How to check missing values in each row of dataframe-CodePudding

I have a dataframe with 100's of columns and millions of rows and would like to check the missing values in each row of dataframe.

Code :

df.isna().sum()

Currently, i'm analzing with above code which helps me with missing values in each column. How we can get the missing values w.r.t each row.

Also, distribution plot of [column of rows] vs [number of missing values].

CodePudding user response：

You can try in a first time to do :

df_nan=pd.DataFrame(df.isna().mean().reset_index()).rename(columns={"index": "columns", 0: "nan_pourcentage"}).sort_values(by='nan_pourcentage',ascending=False)

Just so you can you understand which columns has the most or the less NaN, and you can plot it

You can know the % total of Nan in your dataframe using : df.isna().mean().mean()
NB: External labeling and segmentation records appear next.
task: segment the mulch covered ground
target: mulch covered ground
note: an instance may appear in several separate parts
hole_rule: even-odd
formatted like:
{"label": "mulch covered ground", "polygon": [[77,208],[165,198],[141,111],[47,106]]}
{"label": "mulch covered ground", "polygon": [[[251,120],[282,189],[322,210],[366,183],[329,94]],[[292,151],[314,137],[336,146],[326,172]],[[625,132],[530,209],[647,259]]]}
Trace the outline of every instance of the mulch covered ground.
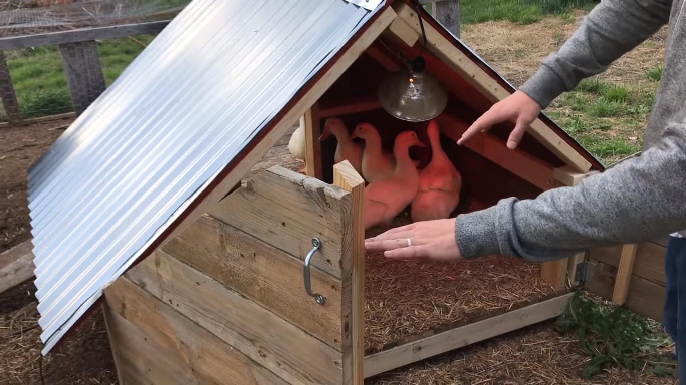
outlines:
{"label": "mulch covered ground", "polygon": [[624,369],[581,378],[588,361],[577,340],[552,322],[524,328],[386,373],[370,385],[676,385]]}
{"label": "mulch covered ground", "polygon": [[[3,243],[0,250],[30,236],[25,172],[62,132],[51,128],[64,127],[65,123],[69,121],[21,129],[0,128],[0,213],[3,215]],[[285,147],[287,143],[284,138],[277,145]],[[296,169],[300,166],[297,162],[283,158],[284,148],[272,149],[261,163],[283,158],[285,166]],[[536,283],[537,266],[514,266],[512,264],[521,262],[509,258],[486,258],[469,266],[460,262],[390,262],[373,257],[368,263],[368,345],[376,347],[447,322],[459,323],[501,309],[508,303],[527,301],[540,295],[543,288]],[[421,280],[416,279],[418,275]],[[412,280],[414,284],[409,284],[410,275],[414,275]],[[481,277],[475,280],[476,277]],[[523,282],[535,284],[517,284]],[[76,329],[60,349],[48,358],[41,357],[34,291],[29,282],[0,295],[0,384],[117,384],[99,311]],[[462,295],[454,296],[456,292]],[[477,297],[483,299],[481,305],[475,307],[474,298]],[[582,380],[580,373],[587,360],[573,339],[563,336],[546,323],[403,368],[368,382],[379,385],[676,383],[619,369]]]}

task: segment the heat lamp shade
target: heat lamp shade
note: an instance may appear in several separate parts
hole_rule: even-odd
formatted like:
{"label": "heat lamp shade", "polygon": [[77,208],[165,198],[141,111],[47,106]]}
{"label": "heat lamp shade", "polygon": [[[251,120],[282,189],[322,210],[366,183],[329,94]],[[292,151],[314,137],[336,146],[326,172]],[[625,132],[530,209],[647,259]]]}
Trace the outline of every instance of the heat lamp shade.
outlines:
{"label": "heat lamp shade", "polygon": [[379,88],[379,100],[387,112],[403,121],[432,119],[448,104],[448,92],[433,76],[424,73],[391,73]]}

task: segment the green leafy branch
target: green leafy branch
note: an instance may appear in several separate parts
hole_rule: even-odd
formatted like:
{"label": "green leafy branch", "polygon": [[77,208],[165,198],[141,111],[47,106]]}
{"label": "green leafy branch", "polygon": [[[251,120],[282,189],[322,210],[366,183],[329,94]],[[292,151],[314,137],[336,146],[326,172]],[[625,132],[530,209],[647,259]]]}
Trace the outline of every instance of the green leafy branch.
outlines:
{"label": "green leafy branch", "polygon": [[672,343],[659,323],[614,303],[599,303],[584,293],[579,290],[572,297],[556,321],[558,331],[576,332],[590,358],[582,371],[584,378],[613,366],[655,377],[677,376]]}

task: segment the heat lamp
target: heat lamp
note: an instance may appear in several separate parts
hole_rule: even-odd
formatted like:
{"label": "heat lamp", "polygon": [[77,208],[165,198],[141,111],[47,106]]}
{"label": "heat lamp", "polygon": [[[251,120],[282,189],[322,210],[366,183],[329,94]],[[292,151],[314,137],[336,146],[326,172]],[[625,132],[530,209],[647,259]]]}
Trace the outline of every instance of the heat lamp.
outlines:
{"label": "heat lamp", "polygon": [[[415,10],[421,3],[416,3]],[[419,25],[427,46],[424,24],[419,12]],[[445,110],[448,105],[448,92],[435,77],[427,73],[426,62],[420,52],[412,61],[404,53],[399,55],[407,65],[407,69],[389,75],[379,87],[379,101],[381,107],[391,115],[403,121],[421,122],[433,119]]]}

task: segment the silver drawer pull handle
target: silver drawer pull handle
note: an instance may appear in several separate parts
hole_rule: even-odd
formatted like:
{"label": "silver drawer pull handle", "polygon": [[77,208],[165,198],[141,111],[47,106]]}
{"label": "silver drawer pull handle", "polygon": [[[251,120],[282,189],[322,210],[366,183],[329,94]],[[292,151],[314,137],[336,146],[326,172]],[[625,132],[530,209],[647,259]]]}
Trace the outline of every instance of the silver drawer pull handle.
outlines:
{"label": "silver drawer pull handle", "polygon": [[305,290],[307,292],[307,294],[310,297],[314,297],[314,300],[317,301],[317,303],[320,305],[324,305],[324,302],[327,300],[321,294],[313,294],[312,287],[309,282],[309,261],[312,259],[312,256],[314,255],[314,252],[319,249],[319,247],[322,245],[322,241],[319,240],[317,238],[312,238],[312,249],[307,253],[307,256],[305,258],[305,264],[303,265],[304,269],[303,269],[303,280],[305,281]]}

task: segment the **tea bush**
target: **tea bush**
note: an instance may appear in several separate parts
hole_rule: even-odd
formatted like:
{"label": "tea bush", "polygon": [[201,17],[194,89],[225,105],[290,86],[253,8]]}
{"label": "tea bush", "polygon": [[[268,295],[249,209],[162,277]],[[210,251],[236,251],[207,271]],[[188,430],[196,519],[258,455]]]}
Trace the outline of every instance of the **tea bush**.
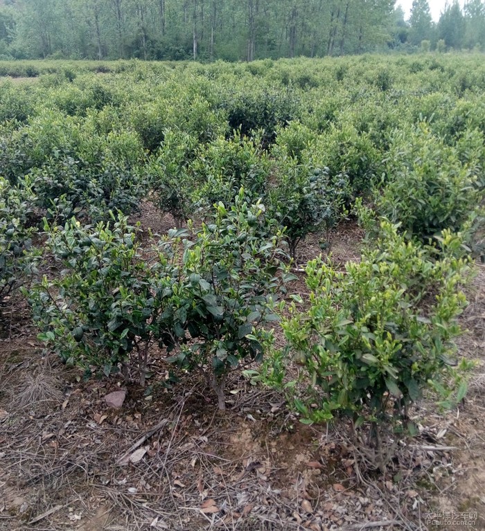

And now if you want the % of NaN per line :

for index in range(len(df.index)) :
    print("Nan in row ", index , " : " ,  df.iloc[index].isna().mean())

Instead of using a print you can store the result in a dataframe

CodePudding user response：

How we can get the missing values w.r.t each row.

You can try sum on columns

df.isna().sum(axis=1)

distribution plot of [column of rows] vs [number of missing values].

If you mean number of missing values in each columns, df.isna().sum() already gives the result.